I just don’t understand why it all has to be so hard. I struggle with the self injury everyday. i thought i had it under control, but it is so out of control. the more i try to control it, the more out of control it gets. I feel desperate. as i try to deal with life the only resolve i find is in injuring. i know the books and i understand the concepts of taking care of myself but i don’t care about me, i don’t feel that i deserve to feel any better and that all i deserve is the self abuse. feeling pretty alone today
i know the feeling of alone… i can be in a group – even with my entire family – talking the talk, walking the walk, smiling that smile they’ve all waited so long for – and still feel so alone. sometimes i even feel alone when lying in the arms of my lover.
i may not know you, but you deserve better. everyone does. you must love yourself before you’ll find happiness… i found it once… it was beautiful… dunno how or why i lost it…
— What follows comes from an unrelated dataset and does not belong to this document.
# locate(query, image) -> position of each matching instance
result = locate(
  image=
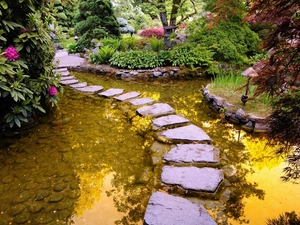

i hope you feel better and know that you are NOT alone in your feelings… if you ever want/need to talk, i could use someone who understands as well
Me
rc_4_freedom@live.com
yeah i totally relate to that alone feeling. last week i went out with a group of my best friends, yet i still felt uncomfortable. im not sure if i isolate myself, or if the loneliness is inevitable. just remember you arent alone. i listen to music sometimes to remind me other people have been through this. i wish there was like injury support groups…it would really help to talk to people who understand. idk. but really, remember you arent alone.